Hatena::ブログ(Diary)

橋本詳解 RSSフィード

ここはメモ帳です

http://shokai.org
http://shokai.org/blog/

2008-12-21

[][][]bot ahokaiの作成

さっきできた。3時間ぐらいかかった。 http://twitter.com/ahokai



search on google

に触発されて作った

いつかどこかでn-gramモデルを作って文章を連結させると自然になると読んだので、やってみた。

DBに溜めたpostをmecabで分割する所で文字コード関係でつまづいていたが、色々やってたらなんとかなった。

口調が完全に自分と同じなのできもい。


まず自分のpostを収集するDBを作成

migrate_posts.rb

#!/usr/bin/env ruby
require 'rubygems'
require 'active_record'
require File.dirname(__FILE__) + "/model_post.rb"

ActiveRecord::Base.establish_connection(
                                        :adapter => 'sqlite3',
                                        #:dbfile => ':memory:',
                                        :dbfile => 'db_posts',
                                        :timeout => 30000
                                        )

class PostMigration < ActiveRecord::Migration
  def self.up
    create_table(:posts){|t|
      t.string :message, :null => false
      t.string :uri, :null => false
      t.time :time, :null => false
    }
  end

  def self.down
    drop_table :posts
  end
end

if ARGV.size < 1 || (ARGV[0]!="up" && ARGV[0]!="down")
  begin
    Post.find(:all).each{ |post|
      puts post.to_s
    }
  rescue
    puts "couldn't connect dbfile"
  end
  puts 'usage: "ruby migrate.rb up"  or  "ruby migrate.rb down"'
  exit(1)
end

PostMigration.migrate(ARGV[0])

activerecordのmodel

model_post.rb

class Post < ActiveRecord::Base
  def to_s
    return  "#{time} #{message} #{uri}"
  end
end

収集スクリプト。3200件までは取得できた。

store.rb

#!/usr/bin/env ruby
require 'rubygems'
require 'active_record'
require 'feed-normalizer'
require 'open-uri'
require 'kconv'
require File.dirname(__FILE__) + "/model_post.rb"

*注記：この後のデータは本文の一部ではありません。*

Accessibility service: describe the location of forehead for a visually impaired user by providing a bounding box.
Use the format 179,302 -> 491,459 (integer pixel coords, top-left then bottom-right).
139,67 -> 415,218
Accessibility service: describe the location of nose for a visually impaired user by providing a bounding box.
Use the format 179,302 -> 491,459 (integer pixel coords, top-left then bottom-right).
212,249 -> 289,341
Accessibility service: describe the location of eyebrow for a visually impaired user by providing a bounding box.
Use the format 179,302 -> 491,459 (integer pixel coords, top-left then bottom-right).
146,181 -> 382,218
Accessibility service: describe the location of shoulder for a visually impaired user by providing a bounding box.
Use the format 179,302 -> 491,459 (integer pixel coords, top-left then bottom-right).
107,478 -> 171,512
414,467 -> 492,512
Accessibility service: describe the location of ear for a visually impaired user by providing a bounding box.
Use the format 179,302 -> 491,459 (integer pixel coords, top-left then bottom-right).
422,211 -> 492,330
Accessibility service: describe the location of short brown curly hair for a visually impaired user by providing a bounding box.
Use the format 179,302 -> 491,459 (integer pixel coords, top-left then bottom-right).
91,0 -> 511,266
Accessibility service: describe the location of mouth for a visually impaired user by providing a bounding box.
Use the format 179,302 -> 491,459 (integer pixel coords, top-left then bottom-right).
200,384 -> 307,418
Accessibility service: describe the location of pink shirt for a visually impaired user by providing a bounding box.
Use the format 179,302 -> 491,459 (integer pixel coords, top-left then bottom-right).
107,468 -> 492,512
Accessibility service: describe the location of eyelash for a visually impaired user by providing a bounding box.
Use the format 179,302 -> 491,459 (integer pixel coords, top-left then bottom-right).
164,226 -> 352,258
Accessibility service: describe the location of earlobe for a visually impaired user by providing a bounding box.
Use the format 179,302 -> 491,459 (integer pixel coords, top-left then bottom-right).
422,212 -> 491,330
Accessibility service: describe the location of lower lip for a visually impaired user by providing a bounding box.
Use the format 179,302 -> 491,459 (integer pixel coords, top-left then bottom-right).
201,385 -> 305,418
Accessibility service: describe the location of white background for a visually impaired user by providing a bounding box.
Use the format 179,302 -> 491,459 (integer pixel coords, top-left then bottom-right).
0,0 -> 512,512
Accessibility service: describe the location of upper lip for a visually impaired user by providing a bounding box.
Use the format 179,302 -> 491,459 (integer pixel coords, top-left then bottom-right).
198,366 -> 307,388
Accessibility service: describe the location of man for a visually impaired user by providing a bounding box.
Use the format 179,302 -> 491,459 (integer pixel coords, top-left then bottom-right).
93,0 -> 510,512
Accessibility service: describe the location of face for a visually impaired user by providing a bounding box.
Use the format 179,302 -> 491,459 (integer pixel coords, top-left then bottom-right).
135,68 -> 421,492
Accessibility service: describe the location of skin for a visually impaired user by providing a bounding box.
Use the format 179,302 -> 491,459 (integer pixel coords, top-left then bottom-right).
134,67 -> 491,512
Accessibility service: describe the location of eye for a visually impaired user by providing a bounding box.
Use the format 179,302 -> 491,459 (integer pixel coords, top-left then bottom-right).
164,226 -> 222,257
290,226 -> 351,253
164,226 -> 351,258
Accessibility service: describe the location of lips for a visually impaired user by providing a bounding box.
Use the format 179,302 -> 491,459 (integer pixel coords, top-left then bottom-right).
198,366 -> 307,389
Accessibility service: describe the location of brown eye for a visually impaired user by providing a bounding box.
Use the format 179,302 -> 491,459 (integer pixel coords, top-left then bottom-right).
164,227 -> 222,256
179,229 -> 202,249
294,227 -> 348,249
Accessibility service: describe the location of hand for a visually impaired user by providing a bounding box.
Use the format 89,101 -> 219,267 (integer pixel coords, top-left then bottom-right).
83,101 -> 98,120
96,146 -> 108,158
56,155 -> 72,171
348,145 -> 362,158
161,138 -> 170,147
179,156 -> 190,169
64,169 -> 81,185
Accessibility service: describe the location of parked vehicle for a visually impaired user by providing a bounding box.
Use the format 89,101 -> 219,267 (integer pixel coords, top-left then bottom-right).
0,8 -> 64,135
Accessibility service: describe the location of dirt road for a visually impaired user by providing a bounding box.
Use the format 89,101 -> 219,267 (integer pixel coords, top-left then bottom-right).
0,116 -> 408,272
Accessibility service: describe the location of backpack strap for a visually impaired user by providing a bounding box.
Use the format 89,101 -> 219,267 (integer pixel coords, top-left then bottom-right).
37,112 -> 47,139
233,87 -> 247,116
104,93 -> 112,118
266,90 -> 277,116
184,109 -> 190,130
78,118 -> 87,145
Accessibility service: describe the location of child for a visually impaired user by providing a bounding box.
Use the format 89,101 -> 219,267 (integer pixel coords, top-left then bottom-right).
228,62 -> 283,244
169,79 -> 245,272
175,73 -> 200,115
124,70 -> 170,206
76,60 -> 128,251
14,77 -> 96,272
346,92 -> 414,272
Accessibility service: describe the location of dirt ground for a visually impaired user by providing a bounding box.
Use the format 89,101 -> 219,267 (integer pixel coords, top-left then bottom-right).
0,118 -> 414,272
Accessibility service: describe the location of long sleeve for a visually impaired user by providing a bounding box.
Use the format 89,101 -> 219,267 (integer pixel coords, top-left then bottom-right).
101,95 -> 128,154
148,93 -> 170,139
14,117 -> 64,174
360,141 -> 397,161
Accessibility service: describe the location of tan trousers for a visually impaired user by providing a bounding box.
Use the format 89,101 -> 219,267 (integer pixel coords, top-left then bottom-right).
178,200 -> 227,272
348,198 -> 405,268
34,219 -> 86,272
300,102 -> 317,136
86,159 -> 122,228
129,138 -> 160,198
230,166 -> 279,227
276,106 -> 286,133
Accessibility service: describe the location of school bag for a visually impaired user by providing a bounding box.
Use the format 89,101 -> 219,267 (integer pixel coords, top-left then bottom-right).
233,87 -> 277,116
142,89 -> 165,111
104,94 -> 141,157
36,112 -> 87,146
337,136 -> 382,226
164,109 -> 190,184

user = "3631571" # twitterID

ActiveRecord::Base.establish_connection(
                                        :adapter => 'sqlite3',
                                        #:dbfile => ':memory:',
                                        :dbfile => 'db_posts',
                                        :timeout => 30000
                                        )


for page in 1..160
  uri = "http://twitter.com/statuses/user_timeline/#{user}.atom?page=#{page}"
  feed = FeedNormalizer::FeedNormalizer.parse open(uri)

  puts uri
  feed.entries.each{ |e|
    if Post.find_by_uri(e.url) == nil
      post = Post.create(:uri => e.url,
                  :message => e.content.gsub(/&#(?:(\d*?)|(?:[xX]([0-9a-fA-F]{4})));/) { [$1.nil? ? $2.to_i(16) : $1.to_i].pack('U') },
                  :time => e.last_updated
                  )
      puts post
    end
  }
  sleep 10

end

n-gramを作るためのDBのmigration用

migrate_ngrams.rb

#!/usr/bin/env ruby
require 'rubygems'
require 'active_record'
require File.dirname(__FILE__) + "/model_ngram.rb"

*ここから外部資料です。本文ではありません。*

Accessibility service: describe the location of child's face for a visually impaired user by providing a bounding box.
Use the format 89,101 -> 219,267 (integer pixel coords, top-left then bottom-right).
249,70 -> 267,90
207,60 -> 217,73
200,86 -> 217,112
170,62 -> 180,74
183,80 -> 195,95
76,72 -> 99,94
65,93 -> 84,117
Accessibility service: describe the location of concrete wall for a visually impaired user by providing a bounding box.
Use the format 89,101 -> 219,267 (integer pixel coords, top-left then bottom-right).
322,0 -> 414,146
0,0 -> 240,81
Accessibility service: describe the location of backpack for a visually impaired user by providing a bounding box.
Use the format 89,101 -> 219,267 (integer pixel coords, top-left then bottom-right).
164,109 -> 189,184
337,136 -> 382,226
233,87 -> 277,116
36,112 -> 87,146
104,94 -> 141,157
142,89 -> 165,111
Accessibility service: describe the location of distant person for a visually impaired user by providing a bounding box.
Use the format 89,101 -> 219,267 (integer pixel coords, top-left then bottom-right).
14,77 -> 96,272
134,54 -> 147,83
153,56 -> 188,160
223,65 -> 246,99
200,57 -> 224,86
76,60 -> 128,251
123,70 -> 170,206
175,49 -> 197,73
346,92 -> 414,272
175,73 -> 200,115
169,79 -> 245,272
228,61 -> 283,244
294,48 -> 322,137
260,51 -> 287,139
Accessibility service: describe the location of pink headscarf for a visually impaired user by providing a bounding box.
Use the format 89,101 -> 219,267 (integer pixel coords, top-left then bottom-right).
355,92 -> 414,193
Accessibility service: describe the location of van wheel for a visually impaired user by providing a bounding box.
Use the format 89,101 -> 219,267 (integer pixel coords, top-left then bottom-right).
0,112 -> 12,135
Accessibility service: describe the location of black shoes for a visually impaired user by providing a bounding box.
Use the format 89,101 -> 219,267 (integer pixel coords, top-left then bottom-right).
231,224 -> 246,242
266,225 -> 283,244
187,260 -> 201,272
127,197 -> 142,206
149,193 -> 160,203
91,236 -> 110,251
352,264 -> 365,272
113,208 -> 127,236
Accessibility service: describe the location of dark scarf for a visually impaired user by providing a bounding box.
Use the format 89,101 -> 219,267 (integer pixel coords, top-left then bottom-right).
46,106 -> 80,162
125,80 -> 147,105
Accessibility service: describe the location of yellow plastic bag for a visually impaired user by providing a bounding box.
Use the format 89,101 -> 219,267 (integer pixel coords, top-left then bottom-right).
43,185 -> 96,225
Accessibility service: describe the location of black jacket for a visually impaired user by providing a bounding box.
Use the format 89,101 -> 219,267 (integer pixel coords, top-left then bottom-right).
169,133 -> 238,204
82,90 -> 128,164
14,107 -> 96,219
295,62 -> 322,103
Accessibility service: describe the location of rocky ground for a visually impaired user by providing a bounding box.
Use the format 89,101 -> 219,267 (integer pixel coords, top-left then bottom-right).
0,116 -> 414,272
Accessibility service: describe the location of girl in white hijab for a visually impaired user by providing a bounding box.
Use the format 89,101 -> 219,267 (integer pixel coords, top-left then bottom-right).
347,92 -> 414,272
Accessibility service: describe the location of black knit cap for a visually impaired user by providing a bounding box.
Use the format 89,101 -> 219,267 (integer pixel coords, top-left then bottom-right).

ActiveRecord::Base.establish_connection(
                                        :adapter => 'sqlite3',
                                        #:dbfile => ':memory:',
                                        :dbfile => 'db_ngrams',
                                        :timeout => 30000
                                        )

class NgramMigration < ActiveRecord::Migration
  def self.up
    create_table(:ngrams){|t|
      t.string :a, :null => false
      t.string :b, :null => false
      t.string :c, :null => false
      t.column :count, :int, :null => false
    }
  end
  def self.down
    drop_table :ngrams
  end
end

if ARGV.size < 1 || (ARGV[0]!="up" && ARGV[0]!="down")
  begin
    Ngram.find(:all).each{ |ng|
     puts ng.to_s
    }
  rescue
    puts "couldn't connect dbfile"
  end
  puts 'usage: "ruby migrate_ngrams.rb up"  or  "ruby migrate_ngrams.rb down"'
  exit(1)
end
puts ARGV[0]
NgramMigration.migrate(ARGV[0])

今回は3-gramにする。active_recordのmodel。

model_ngram.rb

class Ngram < ActiveRecord::Base
  def to_s
    return  "#{a} #{b} #{c} #{count}"
  end
end

収集した3000ぐらいのpostからn-gramモデルを作成するスクリプト

make3gram.rb

#!/usr/bin/env ruby
require 'rubygems'
require 'MeCab'
require 'active_record'
require 'kconv'
require File.dirname(__FILE__) + "/model_post.rb"
require File.dirname(__FILE__) + "/model_ngram.rb"
#$KCODE = 'UTF8'


ActiveRecord::Base.establish_connection(
                                        :adapter => 'sqlite3',
                                        #:dbfile => ':memory:',
                                        :dbfile => 'db_posts',
                                        :timeout => 30000
                                        )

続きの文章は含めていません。